I think Will McDonald’s and Allen Lazard’s 2024 performance says a lot more about Joe Douglas who should already be walking a tightrope for his suspect draft picks and trades than it does about them. Lazard was a valuable player in the past. Our GM should know whether the past is the past or a prelude to a positive future. And to take McDonald with the DL we had only to see him fail with a valuable #1 pick would be a disgrace. Why more Jet fans are not already questioning Douglas’ ability is beyond me.

Jets71
Jets71
21 days ago
Reply to  Harlan Lachman

This team is FAR better than it was when Douglas got here, that’s a fact. Yes, you have some bad picks, please tell me the GM you’d replace him with that has ZERO bad picks?

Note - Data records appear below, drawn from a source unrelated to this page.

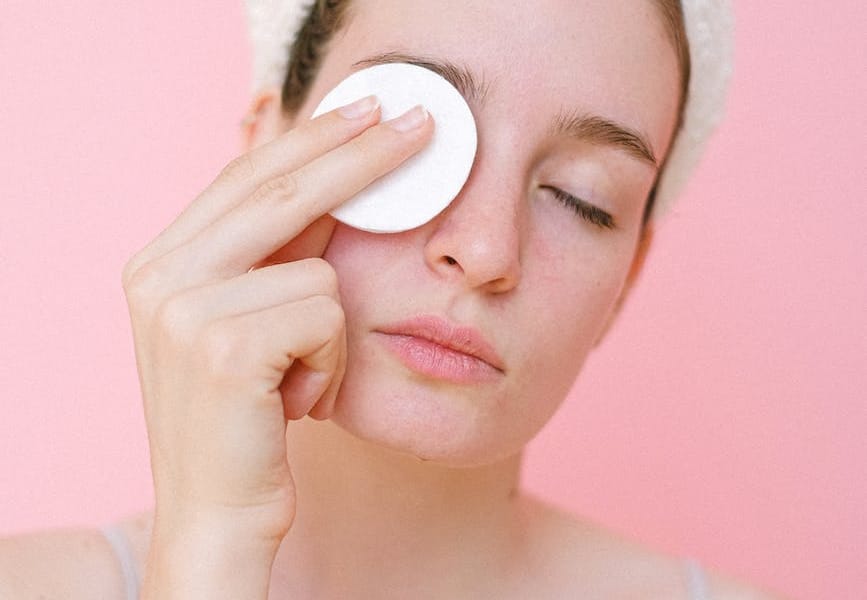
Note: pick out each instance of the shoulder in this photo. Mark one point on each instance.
(580, 558)
(68, 563)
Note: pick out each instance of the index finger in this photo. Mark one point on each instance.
(283, 207)
(244, 174)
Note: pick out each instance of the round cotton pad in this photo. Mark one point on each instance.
(424, 185)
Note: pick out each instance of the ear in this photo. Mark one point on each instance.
(264, 120)
(635, 269)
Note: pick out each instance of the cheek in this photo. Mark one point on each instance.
(575, 282)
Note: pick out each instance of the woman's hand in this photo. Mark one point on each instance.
(226, 355)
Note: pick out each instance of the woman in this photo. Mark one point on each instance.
(426, 359)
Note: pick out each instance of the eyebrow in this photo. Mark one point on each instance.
(581, 126)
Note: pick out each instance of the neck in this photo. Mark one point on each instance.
(371, 519)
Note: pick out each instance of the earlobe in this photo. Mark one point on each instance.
(635, 269)
(264, 120)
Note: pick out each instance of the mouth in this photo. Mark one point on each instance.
(437, 348)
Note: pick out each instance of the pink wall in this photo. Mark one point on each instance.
(723, 418)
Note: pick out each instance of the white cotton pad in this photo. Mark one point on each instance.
(421, 188)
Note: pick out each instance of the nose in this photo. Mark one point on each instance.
(477, 239)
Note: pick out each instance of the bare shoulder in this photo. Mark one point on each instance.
(68, 563)
(580, 558)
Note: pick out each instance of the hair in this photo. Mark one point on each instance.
(327, 17)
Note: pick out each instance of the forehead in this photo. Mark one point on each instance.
(607, 57)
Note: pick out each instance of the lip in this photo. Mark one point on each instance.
(439, 348)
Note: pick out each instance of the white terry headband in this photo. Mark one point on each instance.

Sauce Gardner, Garrett Wilson, Breece Hall, MCIII, Jermaine Johnson, AVT, Joe Tippmann, Ashtyn Davis, added Quincy Williams, Tony Adams, the Jamal Adams trade was one of the biggest trade theft’s in the NFL. He got great value for Darnold in trade. Conklin was a solid signing, DJ Reed full on stud.

If you look at his misses he’ll look bad, if you look at Joe’s body of work compared to other GM’s I’ll bet you’ll find he’s in the top 10.